From: Stefan Monnier
Subject: Re: emacs and guile (Re: ehelp woes, or why I hate a module that I love so much)
Date: Fri, 19 Jul 2002 09:34:22 -0400

> > Actually, this is a recent change, right ?  In Emacs-21.2, `symbol-name'
> > always returns a string with no properties.  In that case we should
> > probably also strip the properties when we create a new symbol, instead
> > of wasting those intervals.
> 
> I don't know about 21.2, but it happens for me with:
>  21.1    - at work

Looks like I was wrong then.  Sorry.

> Are you sure about 21.2?  It would be odd for it to have been fixed
> there but not on the trunk.  Here's the whole thing I'm doing to
> reproduce it in ielm:
> 
>     ELISP> (setq s "booga-booga")
>     "booga-booga"
>     ELISP> (put-text-property 3 6 'some-prop 'some-val s)
>     nil
>     ELISP> (setq s2 (intern s))
>     booga-booga
>     ELISP> (symbol-name 'booga-booga)
>     #("booga-booga" 0 3 nil 3 6
>       (some-prop some-val)
>       6 11 nil)
> 
> I do think it makes sense for symbol-name's return value to have no
> text properties.

I agree, but I'm not sure it matters enough to change `intern's behavior.

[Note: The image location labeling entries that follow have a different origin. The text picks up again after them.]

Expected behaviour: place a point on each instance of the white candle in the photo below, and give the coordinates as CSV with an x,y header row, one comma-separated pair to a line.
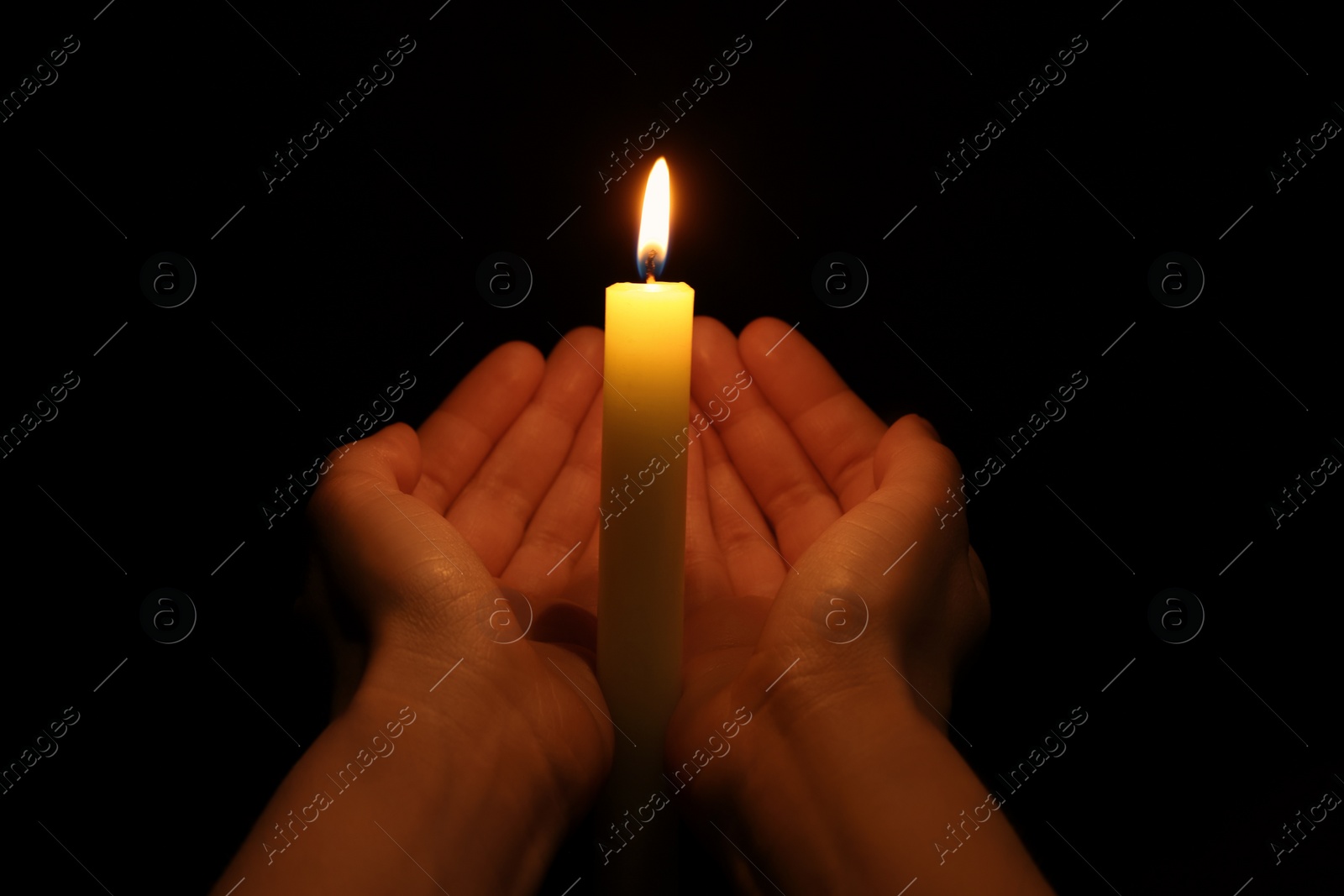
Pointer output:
x,y
645,405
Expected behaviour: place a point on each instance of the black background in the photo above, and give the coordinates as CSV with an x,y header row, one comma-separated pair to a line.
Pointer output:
x,y
1014,277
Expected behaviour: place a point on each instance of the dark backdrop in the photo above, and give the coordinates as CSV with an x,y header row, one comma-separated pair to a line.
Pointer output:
x,y
978,297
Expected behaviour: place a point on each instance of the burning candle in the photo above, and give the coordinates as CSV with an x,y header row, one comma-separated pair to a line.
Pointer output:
x,y
645,406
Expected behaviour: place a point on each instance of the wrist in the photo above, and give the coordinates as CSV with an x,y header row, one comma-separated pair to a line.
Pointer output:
x,y
396,797
853,789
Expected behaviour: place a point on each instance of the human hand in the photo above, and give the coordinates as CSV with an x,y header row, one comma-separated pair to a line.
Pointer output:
x,y
420,531
811,501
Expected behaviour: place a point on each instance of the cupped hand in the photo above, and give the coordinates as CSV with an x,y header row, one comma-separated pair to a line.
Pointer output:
x,y
421,531
824,594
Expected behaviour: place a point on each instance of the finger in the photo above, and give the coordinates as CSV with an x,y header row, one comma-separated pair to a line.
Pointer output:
x,y
722,621
398,559
835,427
772,463
459,436
750,553
496,506
549,553
706,573
894,543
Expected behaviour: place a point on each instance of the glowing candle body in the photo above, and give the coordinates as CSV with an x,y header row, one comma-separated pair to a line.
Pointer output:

> >> An Emacs Lisp symbol's name can also be changed after interning, such
> >> that it won't be found when interning either the old name or
> >> (probably) the new name.
> >
> > This is undocumented and I don't know of any code that relies on it
> > (well, I know of some such code, but not in any elisp package).
> > I think it should be considered as a misfeature/bug (but I don't
> > think it's worth fixing unless the fix is to make the output of
> > `symbol-name' be read-only).
> 
> Maybe if we had read-only strings....

My Emacs' strings are (mostly) read-only (as are its `defconst' variables).
It does introduce some breakage, but the use of `aset' on strings is
surprisingly infrequent.

> > I'm pretty sure that Scheme's symbol-name (if such a function exists)
> > returns a brand new string.
> 
> Which would be another difference -- retrieving the name twice would
> give two values not "eq?" while in Emacs Lisp they are "eq".  So is
> *that* property something that anyone might rely on in their Lisp code?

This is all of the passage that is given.